Final Report Summary - MASEM (Making Sense of Metagenomes)

The MASEM project focused on microbial communities involved in nitrate respiration. The turnover of nitrate plays a key role in all geochemical element cycling while its natural abundance is severely affected by human activity. The environmental fate of nitrate is currently unpredictable. The project aimed to deliver fundamental molecular understanding over the workings of natural selection for nitrate respiring communities. It aimed to express this understanding into useful, generalized metagenomic markers.
The project developed technology to study microbial communities for prolonged periods of time in the laboratory, at stable, environmentally relevant conditions. These communities were monitored by next generation DNA sequencing (metagenomics), combined with other -omics approaches. This enabled the reconstruction of near-complete genomes for each major community member and also enabled the reconstruction of the metabolism for each of these populations. The project also developed bio-informatic approaches to more effectively analyze these omics data in silico.
The project hypothesized that stable environmental conditions are a form of non-equilibrium thermodynamical steady states and would thus minimize entropy production. This hypothesis was falsified; it appeared that differences in substrate affinity governed communal metabolism which led to excess energy dissipation.
The studies led to observations of potentially high practical value. For example, in one study it was shown that differences between substrate affinities of the nitrite reductases of two different pathways for nitrate reduction was the key factor in the ecological selection for either pathway.
Most fixed nitrogen in the biosphere originates from anthropogenic sources such as the industrial production of ammonium fertilizer. Uptake of fertilizer by crops is only 17% efficient and 1-5% of fertilizer ammonium is converted biologically into nitrous oxide, a long-lived and powerful greenhouse gas. Microbial nitrification also converts a large portion of the fertilizer ammonium to nitrate in soil, where it subsequently runs off into surface waters and contributes to eutrophication in coastal zones. Nitrate emissions are partially remediated by denitrification in engineered environments such as waste-water treatment plants.
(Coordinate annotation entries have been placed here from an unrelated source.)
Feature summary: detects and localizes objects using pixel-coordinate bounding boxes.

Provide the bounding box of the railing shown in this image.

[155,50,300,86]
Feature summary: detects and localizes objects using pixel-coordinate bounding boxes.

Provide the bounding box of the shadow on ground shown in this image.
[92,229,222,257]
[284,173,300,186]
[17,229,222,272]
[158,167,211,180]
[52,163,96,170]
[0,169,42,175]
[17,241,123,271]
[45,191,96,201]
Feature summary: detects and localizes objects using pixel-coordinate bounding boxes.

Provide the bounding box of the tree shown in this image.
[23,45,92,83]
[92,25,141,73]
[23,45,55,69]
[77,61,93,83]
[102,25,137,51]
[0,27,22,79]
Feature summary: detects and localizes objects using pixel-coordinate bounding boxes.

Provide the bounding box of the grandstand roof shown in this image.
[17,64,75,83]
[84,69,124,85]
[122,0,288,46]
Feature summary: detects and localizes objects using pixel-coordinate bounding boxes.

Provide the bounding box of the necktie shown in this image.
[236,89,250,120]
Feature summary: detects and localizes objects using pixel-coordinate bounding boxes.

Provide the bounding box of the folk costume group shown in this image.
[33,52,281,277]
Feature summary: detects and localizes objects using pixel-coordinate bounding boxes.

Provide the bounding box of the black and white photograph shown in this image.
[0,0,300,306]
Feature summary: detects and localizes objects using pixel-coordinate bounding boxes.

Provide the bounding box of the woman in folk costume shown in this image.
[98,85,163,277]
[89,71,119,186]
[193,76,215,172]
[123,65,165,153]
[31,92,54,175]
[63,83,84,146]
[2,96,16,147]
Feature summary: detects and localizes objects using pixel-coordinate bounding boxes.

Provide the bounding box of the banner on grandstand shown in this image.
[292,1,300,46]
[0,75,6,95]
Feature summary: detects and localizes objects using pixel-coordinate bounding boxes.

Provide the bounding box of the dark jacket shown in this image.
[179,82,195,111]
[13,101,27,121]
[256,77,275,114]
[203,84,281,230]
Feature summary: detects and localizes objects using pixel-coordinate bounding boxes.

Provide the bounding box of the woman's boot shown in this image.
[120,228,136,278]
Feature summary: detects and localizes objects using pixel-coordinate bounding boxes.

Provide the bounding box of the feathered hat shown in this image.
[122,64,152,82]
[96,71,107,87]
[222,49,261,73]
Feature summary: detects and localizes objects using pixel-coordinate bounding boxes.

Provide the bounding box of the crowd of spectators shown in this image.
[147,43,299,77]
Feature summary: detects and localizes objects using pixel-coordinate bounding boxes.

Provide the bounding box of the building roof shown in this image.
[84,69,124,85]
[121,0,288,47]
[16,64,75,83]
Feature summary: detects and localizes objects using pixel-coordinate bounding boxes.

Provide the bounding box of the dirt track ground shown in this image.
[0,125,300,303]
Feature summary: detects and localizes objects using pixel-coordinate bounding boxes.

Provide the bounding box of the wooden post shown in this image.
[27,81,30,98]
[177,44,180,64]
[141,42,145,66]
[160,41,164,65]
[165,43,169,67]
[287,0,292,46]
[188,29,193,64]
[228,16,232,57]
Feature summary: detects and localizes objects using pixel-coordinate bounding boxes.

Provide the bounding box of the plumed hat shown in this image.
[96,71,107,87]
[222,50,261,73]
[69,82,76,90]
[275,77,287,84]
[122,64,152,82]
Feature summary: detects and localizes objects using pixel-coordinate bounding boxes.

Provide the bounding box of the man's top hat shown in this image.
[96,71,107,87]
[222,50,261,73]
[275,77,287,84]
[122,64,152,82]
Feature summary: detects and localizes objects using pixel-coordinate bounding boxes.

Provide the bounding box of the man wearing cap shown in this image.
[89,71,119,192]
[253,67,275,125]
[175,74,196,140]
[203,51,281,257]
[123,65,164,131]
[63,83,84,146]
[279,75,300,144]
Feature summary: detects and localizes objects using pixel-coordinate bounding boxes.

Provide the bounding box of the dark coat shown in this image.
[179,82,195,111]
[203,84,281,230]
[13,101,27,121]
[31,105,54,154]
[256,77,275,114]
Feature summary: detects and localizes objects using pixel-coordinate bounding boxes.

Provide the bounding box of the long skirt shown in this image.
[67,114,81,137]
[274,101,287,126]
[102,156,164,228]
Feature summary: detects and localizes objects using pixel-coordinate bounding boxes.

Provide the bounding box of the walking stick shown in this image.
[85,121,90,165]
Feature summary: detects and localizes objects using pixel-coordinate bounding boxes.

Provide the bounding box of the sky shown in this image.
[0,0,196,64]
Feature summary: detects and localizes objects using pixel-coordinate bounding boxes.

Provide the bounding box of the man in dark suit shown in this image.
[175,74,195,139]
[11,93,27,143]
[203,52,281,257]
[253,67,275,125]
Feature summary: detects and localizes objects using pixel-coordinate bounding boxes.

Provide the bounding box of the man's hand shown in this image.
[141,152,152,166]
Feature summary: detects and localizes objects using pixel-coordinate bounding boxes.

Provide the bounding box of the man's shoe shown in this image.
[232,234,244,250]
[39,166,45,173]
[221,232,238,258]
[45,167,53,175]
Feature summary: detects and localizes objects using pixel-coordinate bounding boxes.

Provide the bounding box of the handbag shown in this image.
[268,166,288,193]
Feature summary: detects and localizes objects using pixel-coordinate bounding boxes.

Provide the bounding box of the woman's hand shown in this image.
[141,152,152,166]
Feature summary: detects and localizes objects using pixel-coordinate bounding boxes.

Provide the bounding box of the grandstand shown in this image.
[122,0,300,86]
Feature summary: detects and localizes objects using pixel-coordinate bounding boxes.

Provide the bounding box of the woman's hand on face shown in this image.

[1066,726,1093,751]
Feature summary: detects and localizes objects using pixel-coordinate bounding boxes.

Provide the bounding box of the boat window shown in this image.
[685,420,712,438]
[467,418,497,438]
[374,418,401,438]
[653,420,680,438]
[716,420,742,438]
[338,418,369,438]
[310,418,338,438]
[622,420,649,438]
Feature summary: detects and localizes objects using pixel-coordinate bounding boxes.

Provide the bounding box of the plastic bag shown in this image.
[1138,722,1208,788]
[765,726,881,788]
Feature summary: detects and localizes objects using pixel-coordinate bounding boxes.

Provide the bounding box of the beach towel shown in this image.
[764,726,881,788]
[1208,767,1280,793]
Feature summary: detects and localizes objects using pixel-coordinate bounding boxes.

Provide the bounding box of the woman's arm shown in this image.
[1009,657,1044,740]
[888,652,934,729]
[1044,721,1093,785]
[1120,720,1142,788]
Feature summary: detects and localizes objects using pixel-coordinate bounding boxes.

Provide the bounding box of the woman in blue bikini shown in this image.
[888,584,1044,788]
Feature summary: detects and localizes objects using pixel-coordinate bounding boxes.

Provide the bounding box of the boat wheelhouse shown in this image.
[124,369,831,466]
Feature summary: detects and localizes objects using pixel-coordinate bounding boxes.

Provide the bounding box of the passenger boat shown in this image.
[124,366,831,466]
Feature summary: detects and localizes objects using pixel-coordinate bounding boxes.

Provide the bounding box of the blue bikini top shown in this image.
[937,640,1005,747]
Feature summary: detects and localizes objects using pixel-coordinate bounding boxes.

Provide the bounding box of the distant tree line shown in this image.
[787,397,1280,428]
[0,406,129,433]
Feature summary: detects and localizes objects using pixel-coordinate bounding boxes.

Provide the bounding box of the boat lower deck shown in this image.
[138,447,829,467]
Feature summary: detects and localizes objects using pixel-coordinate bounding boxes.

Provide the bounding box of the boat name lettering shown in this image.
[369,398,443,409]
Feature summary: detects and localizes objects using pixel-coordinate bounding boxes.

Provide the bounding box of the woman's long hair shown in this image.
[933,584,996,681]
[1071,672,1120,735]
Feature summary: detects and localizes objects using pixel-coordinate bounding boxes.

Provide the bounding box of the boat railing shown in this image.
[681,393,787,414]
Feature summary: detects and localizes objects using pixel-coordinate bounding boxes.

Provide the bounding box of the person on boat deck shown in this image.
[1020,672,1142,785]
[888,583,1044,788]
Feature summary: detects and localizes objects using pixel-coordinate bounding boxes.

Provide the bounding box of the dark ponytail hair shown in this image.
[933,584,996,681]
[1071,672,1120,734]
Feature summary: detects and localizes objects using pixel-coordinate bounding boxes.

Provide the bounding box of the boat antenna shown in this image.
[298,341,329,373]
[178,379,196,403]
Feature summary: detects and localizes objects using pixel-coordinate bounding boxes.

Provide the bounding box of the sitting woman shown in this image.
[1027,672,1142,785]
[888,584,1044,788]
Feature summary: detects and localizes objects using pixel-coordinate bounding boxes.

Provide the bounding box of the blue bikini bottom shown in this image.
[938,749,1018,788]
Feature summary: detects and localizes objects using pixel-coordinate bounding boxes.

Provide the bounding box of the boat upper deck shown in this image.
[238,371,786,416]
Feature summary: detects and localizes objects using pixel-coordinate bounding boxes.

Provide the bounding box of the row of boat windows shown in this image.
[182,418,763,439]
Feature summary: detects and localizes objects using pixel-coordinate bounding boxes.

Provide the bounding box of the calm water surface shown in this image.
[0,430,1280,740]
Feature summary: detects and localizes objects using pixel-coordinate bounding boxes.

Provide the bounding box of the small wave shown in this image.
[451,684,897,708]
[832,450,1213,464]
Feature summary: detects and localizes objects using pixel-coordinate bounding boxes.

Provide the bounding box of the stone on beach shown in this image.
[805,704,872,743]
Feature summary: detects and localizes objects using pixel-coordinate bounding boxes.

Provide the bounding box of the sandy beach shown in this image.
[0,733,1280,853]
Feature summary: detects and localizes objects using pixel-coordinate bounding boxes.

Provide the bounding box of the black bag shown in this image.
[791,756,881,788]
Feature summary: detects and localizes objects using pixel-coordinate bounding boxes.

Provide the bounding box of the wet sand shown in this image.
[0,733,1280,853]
If the end product of microbial nitrate reduction could be influenced by tuning environmental conditions this would yield significant ecological and economic benefits for both natural and engineered systems.
The MASEM project team showed which environmental conditions select for either process. Microbial generation time, supply of nitrite relative to nitrate and the carbon to nitrogen ratio were identified as key environmental controls that determine whether nitrate will be reduced to nitrogenous gas or ammonium.